27 May 2019 seminar Lisbon - What can a bioestatician advise to acelerate the understanding of myalgic encephalomyelitis/chronic fatigue syndrome

Sly Saint

Senior Member (Voting Rights)
Nuno Sepúlveda (London School of Hygiene & Tropical Medicine & CEAUL)

Abstract: Myalgic Encephalomyelitis/Chronic Fatigue Syndrome (ME/CFS) is a debilitating disease with unknown cause characterized by non-specific symptoms, such as fatigue, post exertion malaise, abnormal sleep patterns and frequent viral infections.

The respective diagnostic is cumbersome due to the inexistence of a disease-specific biomarker. As a consequence, problems related to the definition of sampling population, patient’s classification, selective bias and confounding often emerge in clinical data from this disease. In addition, the respective statistical analyses involve a large number of tests exploring different hypotheses for the cause of ME/CFS.

As such, false positive results might emerge if multiple testing is properly not accounted for in the analysis. In this talk, I will discuss all these statistical problems using data from the UK ME/CFS biobank as a case study. I will also introduce the new European network on ME/CFS (EUROMENE) and how it can be used to tackle some of the above problems.

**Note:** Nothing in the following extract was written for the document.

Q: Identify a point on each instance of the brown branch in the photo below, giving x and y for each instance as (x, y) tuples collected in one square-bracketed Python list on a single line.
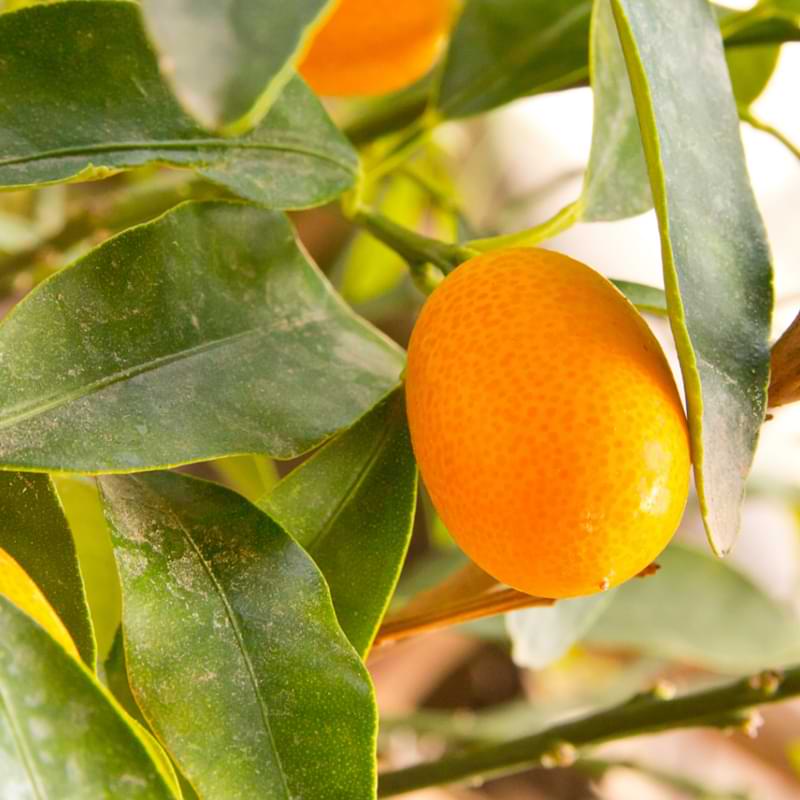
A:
[(784, 386)]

https://ciencias.ulisboa.pt/en/node/11136
 
Looks interesting.

Though not sure about this:

"characterized by non-specific symptoms,... post exertion malaise"

Non-specific? In my experience PEM is pretty specific. The more I do the sicker I get. Broadly speaking the basic symptom profile remains unchanged, the PEM just amplifies it (or the amplification is PEM). That phenomenon is quite distinct from my perspective.
 
Looks interesting.

Though not sure about this:

"characterized by non-specific symptoms,... post exertion malaise"

Non-specific? In my experience PEM is pretty specific. The more I do the sicker I get. Broadly speaking the basic symptom profile remains unchanged, the PEM just amplifies it (or the amplification is PEM). That phenomenon is quite distinct from my perspective.
Surely in a sense all symptoms are nonspecific. If I go to the doctor with difficulty swallowing, they don't immediately diagnose cancer of the oesophagus. It's the pattern of symptoms that is more useful.